Tschakka! Endlich wieder ein neuer EW-Band. Dieses Mal führt es uns nach Xaagon, wo wir mal gepflegt Lord Ixiataaga ausschalten sollen, um Sommerlund zu einem etwas friedlichen Ort zu machen. Mittlerweile beherrschen wir ja auch Kai- und Magnakai-Disziplinen im Dutzen billiger und müssen uns vor nichts und niemandem mehr fürchten.


...


Ist das so? Mal sehen.


Gestaltung:
Business as usual - was in diesem Falle nichts Schlechtes bedeutet. Die Cover-Illu von Rich Longmore ist wie immer grandios, die Übersetzung von Alex Kühnert ist untadelig, Satz und Layout sind zweckmäßig minimalistisch und man findet sich schnell zurecht. Was will man mehr? Okay, die Innen-Illus sind durchaus ausbaufähig.

Inhalt:
Der Grundplot ist schnell erzählt. Wir sind mal wieder der Kai-Großmeister Einsamer Wolf. Wir bilden zwar mittlerweile eine neue Generation an Kais aus, aber bei so richtig weltbewegenden Sachen müssen wir dann doch wieder höchstpersönlich ran. So auch in diesem Fall. Und der Plan ist ebenso genial wie einfach - wir begeben uns per Luftschiff zur Insel Azgad, von dort mit einem Eisboot zur Küste von Ixia quer durch das Eisreich nach Xaagon, kurz den Todeslord getötet - fertig.
Dem erfahrenen EW-Spielbuchspieler muss ich wohl kaum erklären, dass es natürlich auf so ziemlich jeder geschilderten Etappe völlig anders kommt als geplant. Nichtsdestotrotz gelangen wir natürlich (wenn wir nicht die falschen Meisterschaften gewählt haben, wichtige Gegenstände nicht im Handgepäck haben oder in einem der zahlreichen Kämpfe verreckt sind) irgendwann zum fiesen Obermotz und besiegen ihn. Geschafft!

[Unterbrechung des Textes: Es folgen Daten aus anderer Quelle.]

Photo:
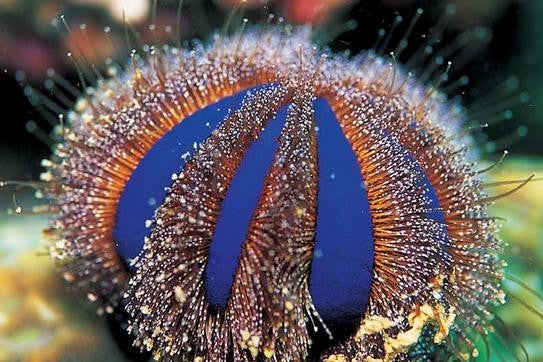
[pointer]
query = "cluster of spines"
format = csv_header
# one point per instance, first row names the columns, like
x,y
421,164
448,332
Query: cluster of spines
x,y
385,114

Pustekuchen - überraschenderweise ist dann eben noch nicht alles in Butter, denn wir müssen auch den gefahrvollen Heimweg noch überstehen und ich kann euch verraten, dass sich auch da noch problemlos falsche Entscheidungen treffen lassen. Und um dieser schlechten Nachricht noch eins draufzusetzen, erfahren wir bei unserer Rückkehr noch, dass es in unserer Heimat nicht so steht, wie wir uns das wünschen würden. Verdammt! Schnell zurück, denn "JAMES BOND KEHRT ZURÜCK IN GOLDFI..." Ääh, sorry, natürlich muss es heißen: "DER EINSAME WOLF KEHRT ZURÜCK IN DRACHENDÄMMERUNG"!

Und um die Eingangsthese mit der Beinahe-Unsterblichkeit mal kurz zu überprüfen: Sorry, liebe Kai-Großmeister, aber auch euch kann es in diesem Buch auf mehrere Arten und Weisen dahinraffen, gerade gegen Ende häufen sich die knackigen Kämpfe auffallend und ohne Sommerswerd und die richtige Auswahl an Disziplinen tut man sich dann doch an der einen oder anderen Stelle nicht nur schwer, sondern haucht sein Leben sogar gleich aus.

... ganz nebenbei gibt es noch ein Zusatzabenteuer mit 150 Abschnitten: "Das Labyrinth des Kummers", in dem wir einen Helghast spielen, der auf Geheiß seiner Meister den Todeslord von Ixia ausspionieren soll. Das Ding ist bockschwer, aber es macht richtig Spaß, Orte und Personen aus dem Hauptabenteuer wiederzutreffen.
 
Fazit:
Sorry, liebe Rezensionsleser, aber ich kann in Bezug auf den Einsamen Wolf einfach nicht neutral bleiben. Ich liebe diese Serie einfach und mein Einsamer Wolf aus Teil 1 ist mittlerweile eine ziemliche Granate geworden - sprich: den eigenen Charakter von Buch zu Buch weiterspielen zu können ist immer noch eine der coolsten Sachen im Bereich Abenteuer-Spielbuch.